Hiding in Plain Sight? How Religion and State Interact in the Global North

Dr. Brown discussed the subtle and overt ways in which religion and state institutions interact in Western societies, challenging assumptions about secularism and governance.

Panel Discussion: Hamburg Institute for Advanced Study (HIAS), January 18, 2024


On January 18, 2024, Nathan J. Brown organized and participated in a panel discussion titled “Hiding in Plain Sight? How Religion and State Interact in the Global North”, hosted by the Hamburg Institute for Advanced Study (HIAS) in Hamburg.  The event brought together scholars who work comparatively on religion-state relations in Western and “secular” societies, examining how deeply intertwined religion and state practices often are, sometimes in ways that are not obvious or publicly acknowledged. 

The panelists included Nathan J. Brown (George Washington University/HIAS Hamburg), Gudrun Krämer (Freie Universität Berlin), Mirjam Künkler (Institute of Advanced Legal Studies, London), and James Wellman (University of Washington). The discussion was moderated by Nadjma Yassari, Professor of law at Universität Hamburg and head of the research group “Changes in God’s Law” at the Max Planck Institute for Comparative and International Private Law. 
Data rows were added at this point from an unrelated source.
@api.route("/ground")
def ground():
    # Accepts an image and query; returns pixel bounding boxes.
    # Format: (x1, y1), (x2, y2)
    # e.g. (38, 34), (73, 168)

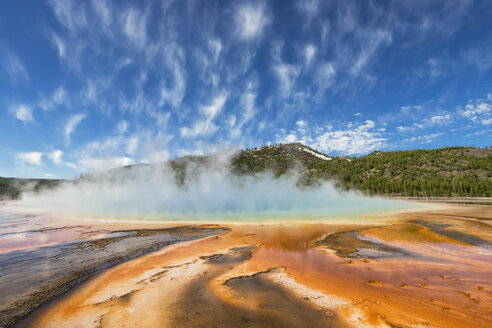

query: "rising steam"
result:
(5, 155), (414, 221)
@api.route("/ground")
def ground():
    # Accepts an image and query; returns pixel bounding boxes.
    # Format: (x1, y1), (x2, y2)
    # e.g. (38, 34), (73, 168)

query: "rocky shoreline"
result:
(0, 220), (227, 327)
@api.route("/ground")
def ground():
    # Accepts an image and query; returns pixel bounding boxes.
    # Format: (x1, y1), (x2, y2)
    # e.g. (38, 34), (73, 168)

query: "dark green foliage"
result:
(232, 144), (492, 197)
(0, 143), (492, 199)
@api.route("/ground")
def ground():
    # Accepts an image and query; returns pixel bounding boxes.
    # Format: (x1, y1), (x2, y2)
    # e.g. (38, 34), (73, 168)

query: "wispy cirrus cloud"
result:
(0, 48), (29, 84)
(17, 152), (43, 165)
(64, 114), (86, 145)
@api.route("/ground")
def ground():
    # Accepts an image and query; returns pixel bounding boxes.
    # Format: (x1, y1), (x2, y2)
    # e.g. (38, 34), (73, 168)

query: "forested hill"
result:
(0, 143), (492, 199)
(233, 144), (492, 197)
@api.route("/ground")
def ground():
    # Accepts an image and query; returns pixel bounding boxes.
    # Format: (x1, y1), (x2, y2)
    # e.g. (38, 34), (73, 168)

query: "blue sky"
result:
(0, 0), (492, 178)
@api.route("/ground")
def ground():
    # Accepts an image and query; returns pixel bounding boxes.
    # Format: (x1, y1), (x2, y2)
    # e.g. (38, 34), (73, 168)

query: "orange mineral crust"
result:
(21, 207), (492, 327)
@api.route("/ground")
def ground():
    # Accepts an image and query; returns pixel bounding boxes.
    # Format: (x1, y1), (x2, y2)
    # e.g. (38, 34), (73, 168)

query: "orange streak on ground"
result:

Topics covered in the discussion included controversies over school curricula, public space, religious dress, family law, and how religious communities engage with policy and law in societies that are often assumed to be fully “secular.” The panel explored not only overt interactions—like legal frameworks for religious instruction or religious symbolism in public—but also the more subtle ways in which secular law, social norms, and religious practice shade into one another in the everyday lives of individuals and communities. 

For many participants, one of the key insights was that secularism in the Global North is far from monolithic: despite claims of separation of church and state, religious values, norms, and institutions retain significant influence on public policy and social life, often in areas people might not immediately link to “religion” (e.g. welfare, education, moral policy debates). The panel emphasized that understanding these interactions helps illuminate how religion continues to shape public life, even when it is “hidden,” and how claims to neutrality often mask deeper entanglements.